Dean salió a abrirme completamente desnudo y le habría dado lo mismo que quien llamaba hubiera sido el propio presidente. Aceptaba las cosas como venían.
—¡Sal! —dijo con auténtico asombro—. Nunca pensé que lo harías. Por fin acudes
a mí
.
—Así es —le respondí—. Estoy hecho polvo. ¿Cómo te van las cosas a ti?
—No muy bien, no muy bien. Pero tenemos un montón de cosas que contarnos. Sal, ha llegado
por fin
el momento de que hablemos y nos entendamos.
Estuvimos de acuerdo y pasamos dentro. Mi llegada fue algo así como la aparición del más extraño ángel del mal en el hogar del corderito blanco como la nieve, y en cuanto Dean y yo empezamos a hablar excitadamente en la cocina, llegaron fuertes sollozos desde el piso de arriba. Todo lo que decía a Dean era respondido con un salvaje, susurrante y trémulo: «
Sí
». Camille sabía lo que iba a suceder. Al parecer Dean había estado bastante tranquilo durante unos cuantos meses; ahora había llegado el ángel e iba a enloquecer de nuevo:
—¿Qué le pasa a tu mujer? —pregunté.
—Cada vez está peor, tío —me respondió—. Llora y coge rabietas sin parar, no me deja ir a ver a Slim Gaillard, se enfada siempre que llego un poco tarde, y cuando me quedo en casa no quiere hablar conmigo y dice que soy un animal —corrió arriba para calmarla.
—
¡Eres un mentiroso! ¡Eres un mentiroso!
—le oí gritar a Camille y aproveché la oportunidad para examinar la maravillosa casa que tenían.

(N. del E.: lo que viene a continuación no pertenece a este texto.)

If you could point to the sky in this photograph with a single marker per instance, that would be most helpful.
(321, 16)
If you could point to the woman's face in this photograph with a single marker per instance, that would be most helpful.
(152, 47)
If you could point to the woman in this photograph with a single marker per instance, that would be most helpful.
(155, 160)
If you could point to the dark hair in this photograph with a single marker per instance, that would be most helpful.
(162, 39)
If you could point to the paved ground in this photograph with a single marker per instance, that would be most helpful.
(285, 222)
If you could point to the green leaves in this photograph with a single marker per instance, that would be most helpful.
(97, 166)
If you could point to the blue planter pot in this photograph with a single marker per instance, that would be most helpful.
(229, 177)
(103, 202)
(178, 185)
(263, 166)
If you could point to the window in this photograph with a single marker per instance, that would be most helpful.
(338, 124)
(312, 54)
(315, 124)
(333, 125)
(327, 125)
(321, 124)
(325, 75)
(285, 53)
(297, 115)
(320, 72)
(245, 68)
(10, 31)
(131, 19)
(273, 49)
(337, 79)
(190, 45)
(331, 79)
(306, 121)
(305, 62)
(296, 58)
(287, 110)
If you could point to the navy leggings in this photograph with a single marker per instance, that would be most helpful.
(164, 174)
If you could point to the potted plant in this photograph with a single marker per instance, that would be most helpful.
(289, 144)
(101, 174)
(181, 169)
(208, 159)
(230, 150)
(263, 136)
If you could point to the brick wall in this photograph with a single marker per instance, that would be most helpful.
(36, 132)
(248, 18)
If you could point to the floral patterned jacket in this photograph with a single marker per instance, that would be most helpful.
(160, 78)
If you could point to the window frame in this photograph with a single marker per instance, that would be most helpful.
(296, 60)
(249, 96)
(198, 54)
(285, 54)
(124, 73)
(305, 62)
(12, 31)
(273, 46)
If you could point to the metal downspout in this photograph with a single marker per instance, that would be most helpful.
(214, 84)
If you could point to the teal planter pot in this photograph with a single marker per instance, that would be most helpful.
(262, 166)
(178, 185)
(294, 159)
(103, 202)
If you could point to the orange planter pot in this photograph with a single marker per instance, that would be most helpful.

Era un edificio destartalado de dos pisos, una especie de pabellón de madera situado entre otros edificios de apartamentos, junto en la cima de Russian Hill, con vistas a la bahía; tenía cuatro habitaciones, tres arriba y una especie de sótano con la cocina abajo. La puerta de la cocina daba a un patio cubierto de hierba donde había ropa colgada. Detrás de la cocina había un trastero donde todavía estaban los viejos zapatos de Dean cubiertos por varios centímetros del barro tejano que había quedado pegado a ellos aquella noche en que el Hudson se atascó en el río Brazos. Naturalmente, el Hudson había desaparecido; Dean no había podido seguir pagando los plazos. Ahora no tenía coche. Su segundo hijo estaba en camino. Era horrible oír sollozar así a Camille. No podíamos soportarlo y fuimos a comprar unas cervezas y volvimos con ellas a la cocina. Camille había decidido irse a dormir por fin o al menos a pasar la noche a oscuras. Yo no comprendía lo que iba tan mal, a menos que Dean la hubiera vuelto loca.